Utilizing Data Warehousing, HBase And Spark To Analyze Telecom Company’s Customer Data

Data Warehousing and the BI System

For collecting and managing data from various sources to provide some meaningful information to business is known as data warehousing. Mainly it is the process of gathering data and transform that data into meaningful information and making it available to different users or client timely. The data warehouse is the core of the BI system which is built for data analysis and reporting.

With respect to the dataset, data’s have been collected from various sources in raw format and using BI tools it have been converted to useful information for analytical purpose. Because of the distributed data processing platforms, components of the data warehouse architecture will improve gradually which includes data ingestion then processing the data using analytical tools to data archiving.

In data warehouse, data is processed then transformed and after that the transformed data is ingested so that the meaningful data or processed data is accessible in the data warehouse through some business Intelligence tools like tableau and many more. A data warehouse is used in this sector for product promotions, sales decisions and to make distribution decisions. Data warehouse stores huge volumes of data which helps the users to analyze different time period range and trends to predict the future possibilities (Vaisman and Zimányi 2014).

As to collect and store different data from different states and area codes, data warehousing plays a vital role in organizing and storing the raw data in a proper understandable format and with this the organization can save a lot by storing huge data on cloud platform.

MongoDB is termed to be as a non-relational database which stores data in document format in a binary representation of JSON while HBase is also known for non-relational database model and basically the data are stored column wise in which data are stored in key value pairs.

Some of the crucial features of MongoDB includes- Document oriented format then JSON or BSON type the data have been stored then it consists of geospatial indexing also it has some similar properties of SQL like Query and indexing whereas on the other hand few of the major features of HBase includes- Column oriented format also it is based upon Hadoop distributed file system format and it consist of secondary indexing and the type of shell it consist is the Jruby based shell which is flexible to use. Also, both the database type is scheme free.

Comparison between MongoDB and HBase

The major difference between these two types of databases is that both being No SQL databases but have few major differences, different filtering, projection and aggregate functions are provided in the query model of MongoDB whereas the HBase consist of only the key value pairing of data . There are mainly three nodes which is provided by MongoDB model namely primary node, secondary node and another replication node while on the other hand HBase consist of ten which includes data nodes, region node and many more (Matallah, Belalem, and Bouamrane 2017).

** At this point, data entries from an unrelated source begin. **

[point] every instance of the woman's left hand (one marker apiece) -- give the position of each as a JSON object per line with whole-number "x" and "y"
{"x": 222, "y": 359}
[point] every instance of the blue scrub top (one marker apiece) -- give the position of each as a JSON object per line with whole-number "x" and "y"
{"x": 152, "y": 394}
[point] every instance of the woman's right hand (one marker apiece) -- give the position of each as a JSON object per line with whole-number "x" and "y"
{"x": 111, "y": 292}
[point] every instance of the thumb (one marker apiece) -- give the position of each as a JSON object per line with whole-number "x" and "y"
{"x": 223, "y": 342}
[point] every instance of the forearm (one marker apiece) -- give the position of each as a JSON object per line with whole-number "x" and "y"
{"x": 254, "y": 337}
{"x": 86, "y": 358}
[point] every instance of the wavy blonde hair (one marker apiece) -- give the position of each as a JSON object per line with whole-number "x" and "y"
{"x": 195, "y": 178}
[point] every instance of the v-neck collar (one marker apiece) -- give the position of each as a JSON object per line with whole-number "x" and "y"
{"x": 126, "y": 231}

While comparing these two models with our data, the best will be HBase non-relational database as HBase is best and mostly used by large organization with thousands of operation done over the tables then range queries also random read and write operation over the table and the important part is for analysis operations, due to its structure these models can scale trillions of records. The main advantage of HBase is that data can be easily stored and retrieved using the functionality of Apache spark. Data can be analyzed and visualized using different programming languages like python, java, and BI tools like tableau.

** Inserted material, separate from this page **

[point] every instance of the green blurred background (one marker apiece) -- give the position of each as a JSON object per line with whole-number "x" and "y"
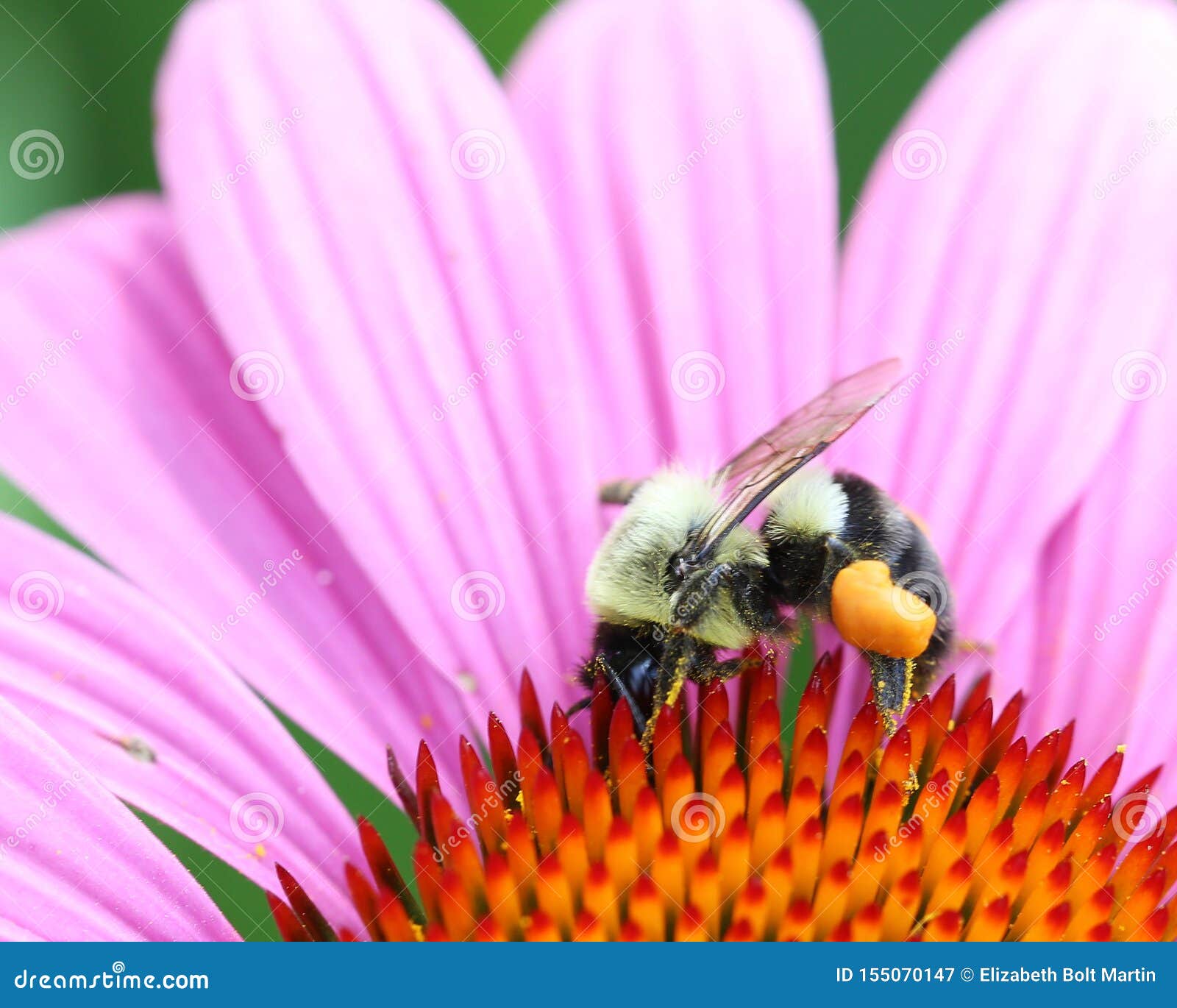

Databricks are built just above the Apache spark which is basically used by the analyst or data scientist to visualize the data through the use of dashboard by organizing the data in the form of a notebook which are highly reliable and performant data pipelines also the platform delivers productive materials at huge scale. The data bricks have the ability to produce the output file in JSON format. Whereas apache spark is an open source cluster purpose framework. Due to the advantage that spark has its own cluster management system still its uses Hadoop in two different ways one is by storing huge volumes of data and another is by processing those data, basically spark uses Hadoop for only storage purpose.

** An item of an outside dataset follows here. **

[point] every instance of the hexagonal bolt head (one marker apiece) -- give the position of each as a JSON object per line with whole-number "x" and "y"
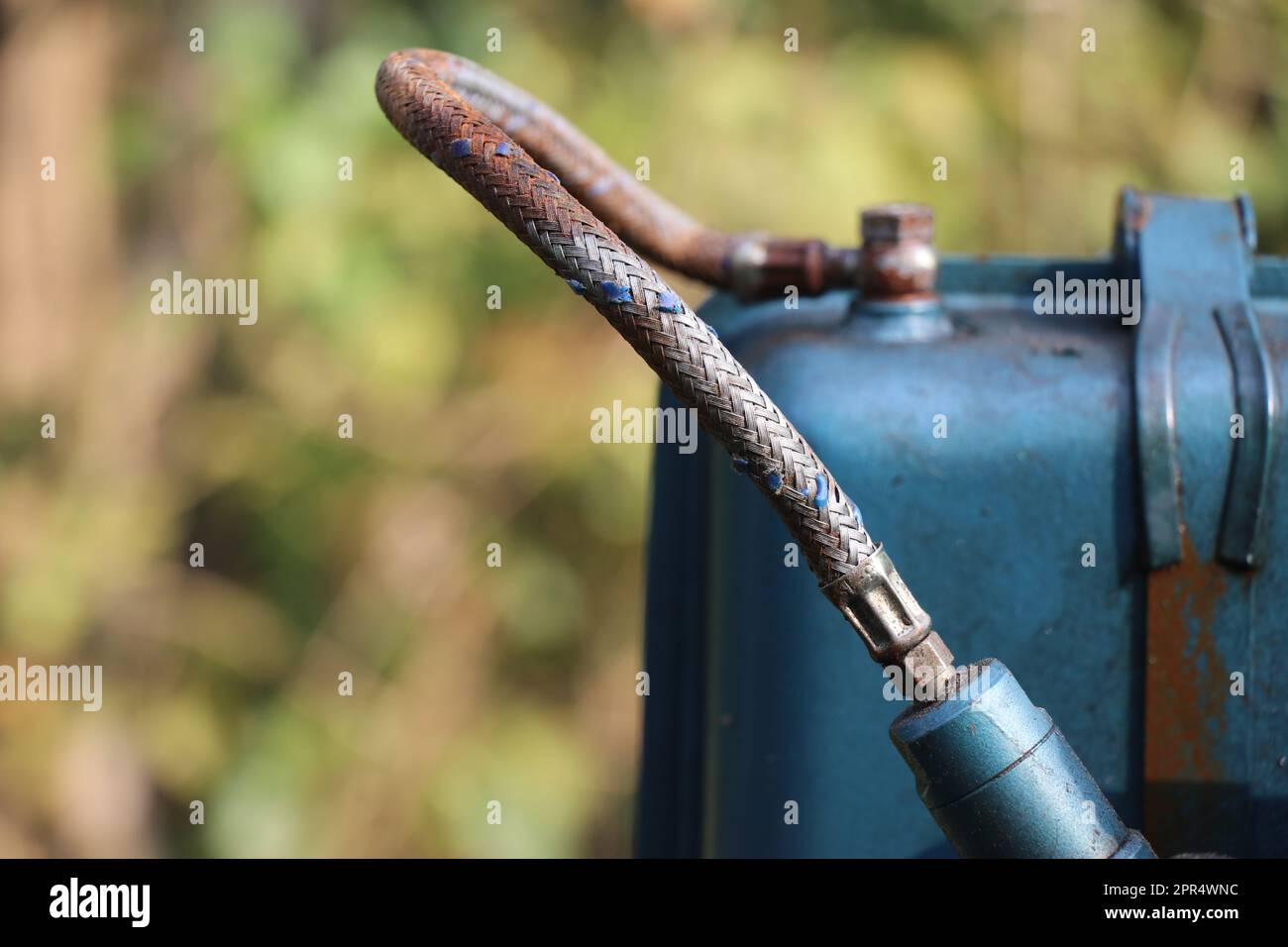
{"x": 892, "y": 223}
{"x": 927, "y": 671}
{"x": 897, "y": 261}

Few of the features of Spark are speed as application runs 100 times faster in memory and supports multiple languages few of which are java, python, Scala and many more. Some of the interesting use cases of spark are machine learning and using the advanced analytics, visually interactive analysis, and also spark has the ability of real time data processing(Zaharia et al 2016)..

There are different databricks runtime environment which includes Spark, Delta Lake, Pytorch, mlflow and databricks cloud service includes Azure and AWS. The DB always Up-to-date the system with latest feature for smoother workflow. Also, the visualization and analytical output are subpar compared to other tools.

Databricks and Apache Spark

Different high-level libraries are inbuilt in spark which have the supports of programming languages like R, python etc. Using the dataset different machine learning algorithms and data visualization techniques are done seamlessly and are highly reliable. Due to the architecture spark has the ability to process enormous amount of data which will normally give the organization with appropriate value.

Nowadays data is been represented using facts, plots and figure and these data are stored in large number. With the recent advancement of technology usage of smart devices are producing huge volumes of data which has led to data revolution. With recent studies, scientist and analyst stated that with smarter device usability the amount of data or frequency will grow fast in near future.

Hadoop is one of the open source and freely available software platform which have the ability to store massive amount of data, and have the computational power which can handle different tasks or job virtually. The main usage of Hadoop is to handle the growing big data technology with ease and provides solution using data mining, prediction analytics and machine learning algorithm. Hadoop has the ability to work structured, unstructured and semi-structured data (Mehta and Mehta 2016).

Hadoop ecosystem consist of various components and services including ingesting then storing data after that analyzing it and at the end maintaining. Few of the most commonly used services available which includes the core components are Hadoop distributed file system, Yarn, mapreduce and hadoop common (Lydia et al., 2016) .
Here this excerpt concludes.